Psychologie Viele Medienkonsumenten erkennen bezahlte Inhalte nicht als solche

stsc, sda

1.12.2021 - 08:44

Journalistisch aufgemachte Schleichwerbung - wie hier für ein Samsung-Handy in der einmaligen Gratiszeitung "Blick am Morgen" (2015) - wird häufig nicht als solche erkannt. In einer Studie konnten über ein Drittel der Testpersonen nicht erkennen, dass es sich um Werbung handelte (Symbolbild).
Journalistisch aufgemachte Schleichwerbung - wie hier für ein Samsung-Handy in der einmaligen Gratiszeitung "Blick am Morgen" (2015) - wird häufig nicht als solche erkannt.

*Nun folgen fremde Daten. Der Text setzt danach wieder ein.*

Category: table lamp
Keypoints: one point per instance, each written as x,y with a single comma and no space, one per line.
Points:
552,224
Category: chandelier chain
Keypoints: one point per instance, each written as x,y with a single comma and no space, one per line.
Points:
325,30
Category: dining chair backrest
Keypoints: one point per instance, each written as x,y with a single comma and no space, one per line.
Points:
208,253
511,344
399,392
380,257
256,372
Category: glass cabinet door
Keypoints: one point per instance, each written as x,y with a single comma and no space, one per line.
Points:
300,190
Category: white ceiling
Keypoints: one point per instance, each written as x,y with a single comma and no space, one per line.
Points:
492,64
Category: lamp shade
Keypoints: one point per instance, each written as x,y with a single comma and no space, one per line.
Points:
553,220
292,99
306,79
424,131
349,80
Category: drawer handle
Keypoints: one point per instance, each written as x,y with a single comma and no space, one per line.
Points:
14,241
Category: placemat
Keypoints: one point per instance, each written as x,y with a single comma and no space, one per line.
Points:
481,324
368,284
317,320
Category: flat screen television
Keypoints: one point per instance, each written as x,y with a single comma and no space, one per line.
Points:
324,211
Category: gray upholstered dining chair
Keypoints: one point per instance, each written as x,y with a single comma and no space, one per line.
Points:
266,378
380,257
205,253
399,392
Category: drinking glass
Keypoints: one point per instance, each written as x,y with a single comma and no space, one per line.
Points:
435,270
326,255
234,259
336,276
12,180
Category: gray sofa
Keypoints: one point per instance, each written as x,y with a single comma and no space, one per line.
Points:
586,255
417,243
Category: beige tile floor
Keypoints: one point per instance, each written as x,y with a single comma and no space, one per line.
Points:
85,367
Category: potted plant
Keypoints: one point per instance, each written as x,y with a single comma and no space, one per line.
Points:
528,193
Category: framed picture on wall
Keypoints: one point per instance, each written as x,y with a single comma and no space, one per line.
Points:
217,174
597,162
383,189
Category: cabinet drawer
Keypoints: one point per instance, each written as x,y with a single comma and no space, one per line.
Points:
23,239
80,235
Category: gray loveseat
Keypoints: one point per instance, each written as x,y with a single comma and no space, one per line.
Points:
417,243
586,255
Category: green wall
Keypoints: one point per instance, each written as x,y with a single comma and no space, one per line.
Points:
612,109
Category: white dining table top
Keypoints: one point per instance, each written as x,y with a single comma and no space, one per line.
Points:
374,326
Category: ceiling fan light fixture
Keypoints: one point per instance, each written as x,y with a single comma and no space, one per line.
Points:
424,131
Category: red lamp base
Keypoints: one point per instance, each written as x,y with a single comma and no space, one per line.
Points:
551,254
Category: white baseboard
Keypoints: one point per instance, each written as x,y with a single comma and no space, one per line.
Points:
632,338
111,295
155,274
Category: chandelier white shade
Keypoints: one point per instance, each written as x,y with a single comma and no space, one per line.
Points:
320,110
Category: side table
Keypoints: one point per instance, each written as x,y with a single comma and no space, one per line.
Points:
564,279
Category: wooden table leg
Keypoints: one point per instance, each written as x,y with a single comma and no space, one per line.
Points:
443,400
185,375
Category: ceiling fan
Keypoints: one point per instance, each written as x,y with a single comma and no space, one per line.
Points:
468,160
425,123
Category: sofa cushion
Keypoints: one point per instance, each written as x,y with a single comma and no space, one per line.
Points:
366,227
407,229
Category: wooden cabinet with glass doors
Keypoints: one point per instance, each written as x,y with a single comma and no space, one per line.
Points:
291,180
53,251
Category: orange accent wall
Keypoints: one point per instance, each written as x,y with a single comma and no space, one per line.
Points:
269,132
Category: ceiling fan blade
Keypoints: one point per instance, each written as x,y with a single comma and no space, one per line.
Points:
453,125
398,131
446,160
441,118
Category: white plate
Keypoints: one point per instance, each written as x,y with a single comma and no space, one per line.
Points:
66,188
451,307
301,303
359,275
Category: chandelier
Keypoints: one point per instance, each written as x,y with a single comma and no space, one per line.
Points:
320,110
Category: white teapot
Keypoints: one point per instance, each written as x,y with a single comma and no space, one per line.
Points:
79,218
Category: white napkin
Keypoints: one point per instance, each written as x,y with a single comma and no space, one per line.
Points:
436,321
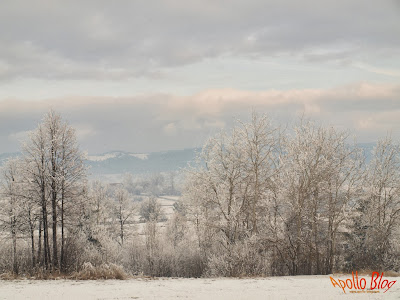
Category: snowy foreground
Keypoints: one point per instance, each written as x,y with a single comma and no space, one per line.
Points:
299,287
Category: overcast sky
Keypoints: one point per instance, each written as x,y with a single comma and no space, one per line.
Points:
146,76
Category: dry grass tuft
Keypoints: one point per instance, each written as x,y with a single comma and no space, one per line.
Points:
104,271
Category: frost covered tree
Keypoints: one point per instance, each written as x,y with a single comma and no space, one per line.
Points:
375,230
321,177
54,174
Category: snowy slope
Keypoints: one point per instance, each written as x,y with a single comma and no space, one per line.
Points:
296,287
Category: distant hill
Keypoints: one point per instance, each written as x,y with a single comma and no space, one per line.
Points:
119,162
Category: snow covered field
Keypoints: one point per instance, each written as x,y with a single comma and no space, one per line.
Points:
299,287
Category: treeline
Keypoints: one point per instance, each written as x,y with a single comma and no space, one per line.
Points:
259,201
303,201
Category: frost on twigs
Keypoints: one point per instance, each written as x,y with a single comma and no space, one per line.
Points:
104,271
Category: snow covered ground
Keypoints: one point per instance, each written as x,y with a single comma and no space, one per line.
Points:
299,287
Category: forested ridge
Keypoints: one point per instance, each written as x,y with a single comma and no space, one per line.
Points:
261,200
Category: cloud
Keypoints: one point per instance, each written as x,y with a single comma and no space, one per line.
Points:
165,121
100,40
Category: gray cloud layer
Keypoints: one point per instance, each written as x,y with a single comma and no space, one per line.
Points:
121,39
162,122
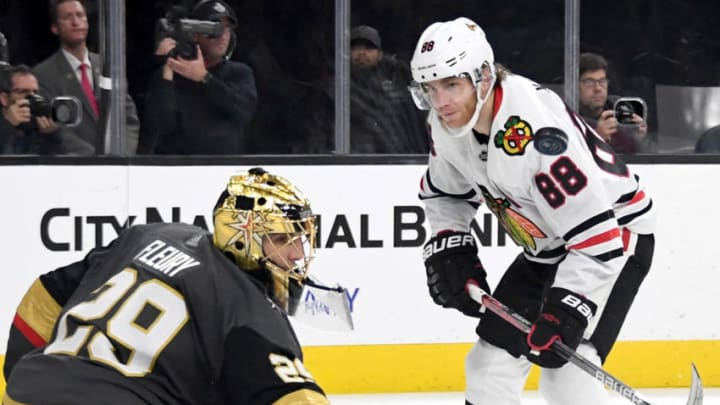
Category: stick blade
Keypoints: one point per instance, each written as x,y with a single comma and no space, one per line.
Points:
696,389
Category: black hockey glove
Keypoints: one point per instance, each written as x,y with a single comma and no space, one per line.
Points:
450,261
564,316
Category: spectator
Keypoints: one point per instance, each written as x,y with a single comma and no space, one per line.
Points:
596,107
201,105
74,71
383,117
20,132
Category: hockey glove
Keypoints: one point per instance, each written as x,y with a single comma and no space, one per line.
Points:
450,261
565,315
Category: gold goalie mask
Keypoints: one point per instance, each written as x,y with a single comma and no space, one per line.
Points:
265,225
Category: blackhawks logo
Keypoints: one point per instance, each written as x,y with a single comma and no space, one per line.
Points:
522,231
515,137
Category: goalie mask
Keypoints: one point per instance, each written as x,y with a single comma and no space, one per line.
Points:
456,48
264,224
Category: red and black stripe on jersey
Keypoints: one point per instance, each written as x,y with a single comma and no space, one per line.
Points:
596,234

In einer Studie konnten über ein Drittel der Testpersonen nicht erkennen, dass es sich um Werbung handelte (Symbolbild).
Keystone

Werbeinhalte verpackt in redaktionellem Gewand werden trotz Kennzeichnung oftmals nicht als gesponserte Beiträge wahrgenommen: In einem Online-Experiment hat gut ein Drittel (35 Prozent) der Teilnehmenden die Schleichwerbung nicht als solche erkannt.

Keystone-SDA, stsc, sda

«Je nach Plattform und Art der Kennzeichnung, bemerkten sogar bis zu 60 Prozent der Teilnehmenden nicht, dass es sich bei einem Beitrag um gesponserten Inhalt handelt», sagte Medienwissenschaftler Guido Keel von der Zürcher Hochschule für angewandte Wissenschaften (ZHAW) gemäss einer Mitteilung vom Mittwoch.

Er und sein Team untersuchten in einer Stichprobe von 1800 Personen aus der deutsch- und französischsprachigen Schweiz, wie und ob diese sogenannte Native Ads während deren Lektüre erkannten. Die Studie wurde mitfinanziert vom Bundesamt für Kommunikation Bakom.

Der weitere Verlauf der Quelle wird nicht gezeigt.